Half-way across this field you are enter an area scheduled as an ancient monument due to the remains of the medieval village of Hanging Grimston described here: https://historicengland.org.uk/listing/the-list/list-entry/1019093.
Go through the gate by the farm and cross the next field, heading slightly downhill to exit at a gate near the edge of the paddock in front of the house downhill from the farm.
15. When you go through this gate you can see a footpath sign near the road pointing in the direction you just came. This is some reassurance that the path is there despite the absence of markers since point 13. Continue straight on until you reach the road. Turn right up the road. Walk for a short distance until a farm track crosses the road and take the left track away from the farm. Just before you get to the wood you could leave the track to your left and find the Sounding Well marked on the Historic England map.
A slight detour from the road provides a great view across the Vale of York on a clear day!).
16. Go through the combined farm and small gate by the wood. Follow the track downhill and round the bottom of the wood to the farm gate.
17. Go through the gate and walk straight across the field with the hedge on your left until you reach the farm gate on the far side.
Frost and shadows.
18. Go through the gate. You leave the field by a small gate on the other side of the field, directly opposite. However, the footpath goes to your left, round the top of the field and back down the other side.
19. Go through the small gate by the large tree and almost immediately turn right through another small gate. Turn left and walk downhill with the hedge on your left. Continue until you reach the gravel farm track.
20. Turn left along the farm track, crossing the stream. Continue until you get to the road.
21. Cross over the road and walk up the farm track opposite. Just beyond the hedge there is a small gate on your left. Go through this gate and walk along the edge of the field with the hedge on your left until you reach the far side.

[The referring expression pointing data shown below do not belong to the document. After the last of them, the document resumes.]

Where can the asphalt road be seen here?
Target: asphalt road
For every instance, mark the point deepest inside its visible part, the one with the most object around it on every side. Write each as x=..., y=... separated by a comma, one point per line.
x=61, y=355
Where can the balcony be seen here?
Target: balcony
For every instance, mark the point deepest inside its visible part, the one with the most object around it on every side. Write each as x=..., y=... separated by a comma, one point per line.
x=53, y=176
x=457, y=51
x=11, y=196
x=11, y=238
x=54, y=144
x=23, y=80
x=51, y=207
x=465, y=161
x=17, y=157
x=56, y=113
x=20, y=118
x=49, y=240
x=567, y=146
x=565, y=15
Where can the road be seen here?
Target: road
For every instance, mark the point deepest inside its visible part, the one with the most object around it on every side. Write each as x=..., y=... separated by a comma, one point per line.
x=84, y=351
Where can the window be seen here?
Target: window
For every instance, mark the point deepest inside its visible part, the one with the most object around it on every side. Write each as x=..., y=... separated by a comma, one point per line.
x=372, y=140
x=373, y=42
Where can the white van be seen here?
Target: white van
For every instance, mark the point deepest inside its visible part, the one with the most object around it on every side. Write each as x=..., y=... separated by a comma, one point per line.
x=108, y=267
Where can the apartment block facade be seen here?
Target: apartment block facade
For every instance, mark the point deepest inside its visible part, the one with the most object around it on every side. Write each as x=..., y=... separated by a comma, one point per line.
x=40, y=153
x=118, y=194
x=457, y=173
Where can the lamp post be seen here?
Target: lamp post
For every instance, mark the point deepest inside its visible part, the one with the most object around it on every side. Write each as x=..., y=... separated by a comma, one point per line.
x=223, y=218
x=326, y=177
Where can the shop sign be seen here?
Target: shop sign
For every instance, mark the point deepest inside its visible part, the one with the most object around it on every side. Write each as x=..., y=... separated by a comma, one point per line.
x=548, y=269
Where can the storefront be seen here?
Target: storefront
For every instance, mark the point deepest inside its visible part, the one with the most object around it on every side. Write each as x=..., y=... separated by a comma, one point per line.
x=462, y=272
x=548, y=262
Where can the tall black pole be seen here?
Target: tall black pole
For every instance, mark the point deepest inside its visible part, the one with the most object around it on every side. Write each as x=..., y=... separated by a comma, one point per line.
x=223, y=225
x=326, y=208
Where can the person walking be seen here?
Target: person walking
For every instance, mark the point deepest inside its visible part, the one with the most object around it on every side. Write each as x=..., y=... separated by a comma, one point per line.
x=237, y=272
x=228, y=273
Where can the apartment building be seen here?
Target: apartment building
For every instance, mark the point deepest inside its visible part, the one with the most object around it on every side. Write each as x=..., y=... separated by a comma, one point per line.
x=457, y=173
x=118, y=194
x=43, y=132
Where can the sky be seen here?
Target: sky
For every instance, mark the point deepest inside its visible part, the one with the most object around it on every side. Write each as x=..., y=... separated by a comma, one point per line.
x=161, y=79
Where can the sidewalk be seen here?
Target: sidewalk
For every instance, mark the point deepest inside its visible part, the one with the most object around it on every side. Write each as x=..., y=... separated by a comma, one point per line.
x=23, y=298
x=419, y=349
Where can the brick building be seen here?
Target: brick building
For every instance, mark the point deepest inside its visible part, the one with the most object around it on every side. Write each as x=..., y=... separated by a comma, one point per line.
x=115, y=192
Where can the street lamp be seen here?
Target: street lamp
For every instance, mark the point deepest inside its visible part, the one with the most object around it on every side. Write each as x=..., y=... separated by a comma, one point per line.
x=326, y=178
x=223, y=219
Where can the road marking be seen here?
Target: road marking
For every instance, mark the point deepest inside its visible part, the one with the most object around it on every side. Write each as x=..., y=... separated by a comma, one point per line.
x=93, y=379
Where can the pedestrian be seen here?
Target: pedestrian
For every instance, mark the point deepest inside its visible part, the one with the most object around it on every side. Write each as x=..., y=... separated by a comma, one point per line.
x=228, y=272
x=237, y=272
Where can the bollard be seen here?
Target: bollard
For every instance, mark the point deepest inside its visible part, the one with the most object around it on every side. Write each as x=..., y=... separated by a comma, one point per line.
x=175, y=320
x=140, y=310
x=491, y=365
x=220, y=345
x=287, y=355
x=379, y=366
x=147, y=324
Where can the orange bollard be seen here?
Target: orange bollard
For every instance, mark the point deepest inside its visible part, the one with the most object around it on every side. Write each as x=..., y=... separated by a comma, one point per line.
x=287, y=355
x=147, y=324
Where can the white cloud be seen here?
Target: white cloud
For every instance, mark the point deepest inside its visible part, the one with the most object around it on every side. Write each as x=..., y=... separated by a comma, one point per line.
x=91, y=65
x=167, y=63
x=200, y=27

22. At the far side of the field, go through the gate into the next field. The kissing gate you leave this field by is at an angle of roughly “2 o’clock” up the hill but the footpath runs around the bottom edge of the field and up the far side.
Breakfast time.
23. Go through the kissing gate and continue straight ahead with the hedge on your left. Cross two fields. In the third field you will see the chimneys of the village hall behind the brow of the hill. Head towards those and go through the small gate into the car park.